I don't want him to fall behind on his colors & shapes and stuff like that. I figured if I am home with him I better be a good steward of my time with him at home.
We have been having a lot of fun. We took our first trip to the library and work on colors & shapes & bible verse & stories everyday.
He calls it "MOMMY SCHOOLY"
Last week the theme was Listening skills and his verse was
"BE STILL AND KNOW THAT I AM GOD"
We read our bibles and I told him the story of Moses & the burning bush (emphasizing on Moses listening to God's voice)
We played a stop, look & listen game & made sock puppets.
This morning I was tending to Steve's bandaged foot/leg & trying to get b-fast done and clean up the house. I was feeling horribly anxious. I began to cry when Josiah went out to play.
I was very frustrated & worried and anxious about our finances & about my job interview.
BUT... I was not crying out to the Lord I was just crying in frustration - on my own strength or the lack there of.
I was spot treating the carpet in the living room(no longer crying) just concentrating hard on what I was doing. Steve was in our room with the door shut. I felt a little tap on my shoulder. I looked up at Josiah and he smiled at me and said, "mamember, mommy? mamember!
~BE STILL AH KNOW I AM GOD~ remember okay STOP ! LOOK ! LISTEN !
GOD say - be still - mamember mommy!"
I smiled and hugged him and said, "YES baby I remember!"
He ran out onto the porch and started playing.
I felt the presence of the Lord touch me in a gentle manner - not harsh, not scolding and not really any specific words. I just felt His presence.
I finally began to talk with the Lord and I began to just basque in HIS PRESENCE.
I choose to listen to the voice of God, the voice of Truth!
I will not be shaken! We are teaching our son & daughter to trust God! I must choose to do the same!

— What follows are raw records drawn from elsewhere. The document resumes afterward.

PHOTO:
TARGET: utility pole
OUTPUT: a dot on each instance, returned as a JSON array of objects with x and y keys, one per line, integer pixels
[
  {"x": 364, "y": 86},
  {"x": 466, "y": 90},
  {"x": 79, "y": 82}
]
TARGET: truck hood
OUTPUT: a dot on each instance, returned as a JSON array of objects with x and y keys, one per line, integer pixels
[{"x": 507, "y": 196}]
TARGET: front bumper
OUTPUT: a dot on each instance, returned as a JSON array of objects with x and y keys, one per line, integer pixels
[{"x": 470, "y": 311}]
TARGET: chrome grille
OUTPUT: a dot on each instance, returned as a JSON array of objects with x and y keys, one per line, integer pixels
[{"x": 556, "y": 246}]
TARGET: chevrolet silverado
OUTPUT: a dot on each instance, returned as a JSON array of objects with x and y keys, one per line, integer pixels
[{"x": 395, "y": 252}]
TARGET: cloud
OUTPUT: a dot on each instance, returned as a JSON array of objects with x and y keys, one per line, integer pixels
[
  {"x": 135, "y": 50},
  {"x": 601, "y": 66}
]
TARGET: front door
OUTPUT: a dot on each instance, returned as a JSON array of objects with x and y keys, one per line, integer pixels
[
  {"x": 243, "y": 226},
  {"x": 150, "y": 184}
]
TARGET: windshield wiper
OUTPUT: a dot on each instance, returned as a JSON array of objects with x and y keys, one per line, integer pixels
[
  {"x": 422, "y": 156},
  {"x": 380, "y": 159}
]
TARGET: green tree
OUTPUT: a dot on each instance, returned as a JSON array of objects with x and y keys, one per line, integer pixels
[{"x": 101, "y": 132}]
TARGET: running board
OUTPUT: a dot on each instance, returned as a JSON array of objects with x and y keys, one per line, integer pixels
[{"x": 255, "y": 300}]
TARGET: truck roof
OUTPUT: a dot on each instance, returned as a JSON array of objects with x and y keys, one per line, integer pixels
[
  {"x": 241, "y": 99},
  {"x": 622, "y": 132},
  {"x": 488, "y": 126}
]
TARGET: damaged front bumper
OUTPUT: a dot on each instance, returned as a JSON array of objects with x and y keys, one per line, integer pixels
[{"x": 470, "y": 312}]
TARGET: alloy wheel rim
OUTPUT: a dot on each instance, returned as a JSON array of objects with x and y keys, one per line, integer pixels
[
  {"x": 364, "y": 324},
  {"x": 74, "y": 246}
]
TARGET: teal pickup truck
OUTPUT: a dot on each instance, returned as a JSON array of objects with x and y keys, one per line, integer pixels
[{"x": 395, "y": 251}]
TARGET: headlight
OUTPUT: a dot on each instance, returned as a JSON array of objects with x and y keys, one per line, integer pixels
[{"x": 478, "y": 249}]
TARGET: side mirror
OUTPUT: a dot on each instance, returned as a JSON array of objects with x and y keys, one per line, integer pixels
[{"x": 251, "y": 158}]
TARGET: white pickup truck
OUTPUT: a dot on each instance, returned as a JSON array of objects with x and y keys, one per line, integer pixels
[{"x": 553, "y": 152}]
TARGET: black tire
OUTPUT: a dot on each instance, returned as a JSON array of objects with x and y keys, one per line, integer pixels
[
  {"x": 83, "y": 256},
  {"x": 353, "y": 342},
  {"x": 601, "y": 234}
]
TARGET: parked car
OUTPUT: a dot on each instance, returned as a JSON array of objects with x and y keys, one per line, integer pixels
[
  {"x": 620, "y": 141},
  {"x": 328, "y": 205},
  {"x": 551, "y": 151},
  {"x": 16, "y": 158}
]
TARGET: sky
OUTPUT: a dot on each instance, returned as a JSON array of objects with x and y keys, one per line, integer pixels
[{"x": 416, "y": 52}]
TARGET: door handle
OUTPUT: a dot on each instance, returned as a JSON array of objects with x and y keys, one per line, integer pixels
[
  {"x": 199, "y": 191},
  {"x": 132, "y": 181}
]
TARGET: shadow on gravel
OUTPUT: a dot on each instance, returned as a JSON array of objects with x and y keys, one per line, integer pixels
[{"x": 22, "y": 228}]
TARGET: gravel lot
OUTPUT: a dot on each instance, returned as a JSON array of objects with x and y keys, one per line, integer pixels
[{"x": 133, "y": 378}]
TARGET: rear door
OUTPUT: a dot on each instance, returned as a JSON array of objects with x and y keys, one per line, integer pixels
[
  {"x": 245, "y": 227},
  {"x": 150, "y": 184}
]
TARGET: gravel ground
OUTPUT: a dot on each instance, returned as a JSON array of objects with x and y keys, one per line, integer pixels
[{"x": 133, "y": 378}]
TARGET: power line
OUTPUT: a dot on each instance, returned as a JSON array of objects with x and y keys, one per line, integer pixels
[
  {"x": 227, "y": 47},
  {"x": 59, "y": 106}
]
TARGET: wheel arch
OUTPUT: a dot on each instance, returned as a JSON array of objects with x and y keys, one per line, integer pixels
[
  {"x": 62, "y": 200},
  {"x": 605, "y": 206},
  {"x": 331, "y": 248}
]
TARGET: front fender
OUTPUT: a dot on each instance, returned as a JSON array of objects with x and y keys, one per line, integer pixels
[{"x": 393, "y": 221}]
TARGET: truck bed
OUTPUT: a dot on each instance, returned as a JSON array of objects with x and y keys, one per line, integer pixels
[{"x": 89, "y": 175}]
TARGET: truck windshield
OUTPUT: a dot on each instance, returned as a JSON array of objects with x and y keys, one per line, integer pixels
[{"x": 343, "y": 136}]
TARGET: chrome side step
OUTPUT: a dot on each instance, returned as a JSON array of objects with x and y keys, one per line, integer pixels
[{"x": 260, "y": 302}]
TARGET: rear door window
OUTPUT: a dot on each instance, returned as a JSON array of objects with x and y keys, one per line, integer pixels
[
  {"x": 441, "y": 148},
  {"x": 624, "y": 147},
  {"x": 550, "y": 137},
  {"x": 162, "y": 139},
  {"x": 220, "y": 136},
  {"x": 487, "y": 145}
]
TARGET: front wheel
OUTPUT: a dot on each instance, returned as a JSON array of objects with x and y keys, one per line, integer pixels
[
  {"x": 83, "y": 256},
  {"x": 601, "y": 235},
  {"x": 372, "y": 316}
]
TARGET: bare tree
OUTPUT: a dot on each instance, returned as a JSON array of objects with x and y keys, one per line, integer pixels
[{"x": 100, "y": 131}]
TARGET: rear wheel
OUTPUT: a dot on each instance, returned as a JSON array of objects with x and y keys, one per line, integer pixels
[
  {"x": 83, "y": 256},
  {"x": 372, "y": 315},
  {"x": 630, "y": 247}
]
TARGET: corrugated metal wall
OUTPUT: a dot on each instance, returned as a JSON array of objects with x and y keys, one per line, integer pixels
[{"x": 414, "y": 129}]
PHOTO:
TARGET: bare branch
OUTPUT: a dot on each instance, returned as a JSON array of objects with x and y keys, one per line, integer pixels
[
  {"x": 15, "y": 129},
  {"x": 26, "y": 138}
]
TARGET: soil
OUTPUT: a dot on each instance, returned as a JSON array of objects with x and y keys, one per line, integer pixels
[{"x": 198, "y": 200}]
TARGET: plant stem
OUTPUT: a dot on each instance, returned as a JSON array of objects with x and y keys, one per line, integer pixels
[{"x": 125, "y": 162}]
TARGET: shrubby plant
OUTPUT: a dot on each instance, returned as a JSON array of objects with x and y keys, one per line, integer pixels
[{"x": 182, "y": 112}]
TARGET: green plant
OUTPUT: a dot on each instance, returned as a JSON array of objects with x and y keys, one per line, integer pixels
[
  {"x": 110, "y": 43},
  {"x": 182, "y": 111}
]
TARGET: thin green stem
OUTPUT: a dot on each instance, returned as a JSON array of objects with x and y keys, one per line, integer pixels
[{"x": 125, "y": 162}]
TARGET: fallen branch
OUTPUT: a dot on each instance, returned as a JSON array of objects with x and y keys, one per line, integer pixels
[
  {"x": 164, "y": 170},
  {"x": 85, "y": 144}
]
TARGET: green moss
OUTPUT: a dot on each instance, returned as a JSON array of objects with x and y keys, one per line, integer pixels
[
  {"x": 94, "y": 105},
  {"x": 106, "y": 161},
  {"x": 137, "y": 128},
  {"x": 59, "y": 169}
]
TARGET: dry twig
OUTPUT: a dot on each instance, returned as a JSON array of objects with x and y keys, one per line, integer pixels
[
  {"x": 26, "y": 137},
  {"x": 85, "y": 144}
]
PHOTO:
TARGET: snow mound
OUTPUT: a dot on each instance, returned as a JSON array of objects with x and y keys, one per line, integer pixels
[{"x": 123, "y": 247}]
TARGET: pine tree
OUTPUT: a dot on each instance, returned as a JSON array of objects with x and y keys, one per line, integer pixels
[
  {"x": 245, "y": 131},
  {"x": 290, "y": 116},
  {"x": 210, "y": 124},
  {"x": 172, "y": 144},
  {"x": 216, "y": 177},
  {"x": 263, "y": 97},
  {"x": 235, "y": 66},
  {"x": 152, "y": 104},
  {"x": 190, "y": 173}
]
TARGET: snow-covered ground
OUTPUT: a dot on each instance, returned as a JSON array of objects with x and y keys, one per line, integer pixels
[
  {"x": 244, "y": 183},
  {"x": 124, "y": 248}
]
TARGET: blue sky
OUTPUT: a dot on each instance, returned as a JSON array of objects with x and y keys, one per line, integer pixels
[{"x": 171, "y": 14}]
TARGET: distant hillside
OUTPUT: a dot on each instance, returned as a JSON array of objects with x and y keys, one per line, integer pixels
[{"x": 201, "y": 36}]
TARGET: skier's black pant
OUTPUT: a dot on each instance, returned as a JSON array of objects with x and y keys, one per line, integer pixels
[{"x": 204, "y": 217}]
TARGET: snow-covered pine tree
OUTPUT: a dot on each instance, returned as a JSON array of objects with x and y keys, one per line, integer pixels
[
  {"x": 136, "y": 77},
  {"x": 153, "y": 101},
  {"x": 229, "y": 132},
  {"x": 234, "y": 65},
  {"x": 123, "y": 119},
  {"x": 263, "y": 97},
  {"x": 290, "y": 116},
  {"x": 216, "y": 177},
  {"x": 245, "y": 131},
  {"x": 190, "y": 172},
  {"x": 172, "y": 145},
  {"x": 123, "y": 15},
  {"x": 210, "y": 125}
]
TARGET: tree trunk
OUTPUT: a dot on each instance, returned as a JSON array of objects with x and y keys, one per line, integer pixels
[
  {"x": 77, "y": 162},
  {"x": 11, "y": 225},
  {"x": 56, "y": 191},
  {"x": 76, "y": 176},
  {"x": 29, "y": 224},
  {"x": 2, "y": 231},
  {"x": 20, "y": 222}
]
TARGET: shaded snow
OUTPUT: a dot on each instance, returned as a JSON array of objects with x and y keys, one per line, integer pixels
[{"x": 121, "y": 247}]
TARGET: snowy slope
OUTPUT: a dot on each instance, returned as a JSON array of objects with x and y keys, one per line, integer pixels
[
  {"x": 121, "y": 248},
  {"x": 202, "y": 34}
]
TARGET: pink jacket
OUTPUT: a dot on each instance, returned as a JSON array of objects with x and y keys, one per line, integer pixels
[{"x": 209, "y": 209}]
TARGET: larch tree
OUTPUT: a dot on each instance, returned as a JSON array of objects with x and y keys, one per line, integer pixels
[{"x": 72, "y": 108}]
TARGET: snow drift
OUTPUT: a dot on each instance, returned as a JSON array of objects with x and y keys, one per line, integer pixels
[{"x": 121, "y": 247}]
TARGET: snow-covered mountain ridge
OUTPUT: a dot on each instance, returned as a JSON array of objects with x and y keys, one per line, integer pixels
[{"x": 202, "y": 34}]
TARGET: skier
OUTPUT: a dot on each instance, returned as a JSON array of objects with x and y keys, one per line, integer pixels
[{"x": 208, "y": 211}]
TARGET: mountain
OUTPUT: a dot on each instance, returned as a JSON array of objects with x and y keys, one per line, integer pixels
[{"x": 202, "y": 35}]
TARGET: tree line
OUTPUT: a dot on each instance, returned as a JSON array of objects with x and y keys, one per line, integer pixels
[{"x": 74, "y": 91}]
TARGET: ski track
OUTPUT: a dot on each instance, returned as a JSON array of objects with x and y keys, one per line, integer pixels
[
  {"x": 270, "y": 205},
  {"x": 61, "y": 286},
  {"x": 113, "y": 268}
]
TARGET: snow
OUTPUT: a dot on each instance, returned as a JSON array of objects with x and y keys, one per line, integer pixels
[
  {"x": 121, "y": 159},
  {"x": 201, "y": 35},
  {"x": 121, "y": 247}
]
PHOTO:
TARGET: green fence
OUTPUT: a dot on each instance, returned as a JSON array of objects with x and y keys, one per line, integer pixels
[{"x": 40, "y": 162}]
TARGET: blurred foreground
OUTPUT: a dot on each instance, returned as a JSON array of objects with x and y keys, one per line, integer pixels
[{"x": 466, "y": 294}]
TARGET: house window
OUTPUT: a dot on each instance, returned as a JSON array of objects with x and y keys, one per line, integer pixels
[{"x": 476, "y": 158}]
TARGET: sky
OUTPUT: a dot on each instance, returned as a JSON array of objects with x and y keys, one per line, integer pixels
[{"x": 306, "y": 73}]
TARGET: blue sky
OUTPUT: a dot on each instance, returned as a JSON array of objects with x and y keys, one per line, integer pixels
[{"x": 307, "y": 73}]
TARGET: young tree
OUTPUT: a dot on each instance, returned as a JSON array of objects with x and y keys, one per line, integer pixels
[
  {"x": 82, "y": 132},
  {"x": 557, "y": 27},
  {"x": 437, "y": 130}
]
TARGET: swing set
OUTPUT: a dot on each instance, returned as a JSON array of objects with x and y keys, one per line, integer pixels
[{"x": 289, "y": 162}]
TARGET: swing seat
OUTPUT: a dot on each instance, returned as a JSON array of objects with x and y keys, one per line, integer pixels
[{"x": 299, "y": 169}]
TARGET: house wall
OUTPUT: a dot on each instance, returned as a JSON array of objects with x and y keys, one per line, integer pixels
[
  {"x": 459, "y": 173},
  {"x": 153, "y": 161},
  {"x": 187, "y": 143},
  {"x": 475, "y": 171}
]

Even when things around me look uncertain.
I will not fear for He is with me and promises to restore my soul, to lead me to green pastures, to take me to streams of refreshing!!!
We are certain that God has us in the palm of His hand and He will supply our EVERY NEED!
WE CHOSE TO WORSHIP HIM THROUGH THE LIFE & DEATH OF ELIJAH.
WE want for God to receive all Glory & Honor ~ we want to make a difference in someones life by the way we live and the way we react to diverse situations around us.
BLESSED BE THE NAME, HE GIVES & TAKES AWAY!!
OUR HEARTS WILL CHOOSE TO SAY BLESSED BE YOUR NAME!!!!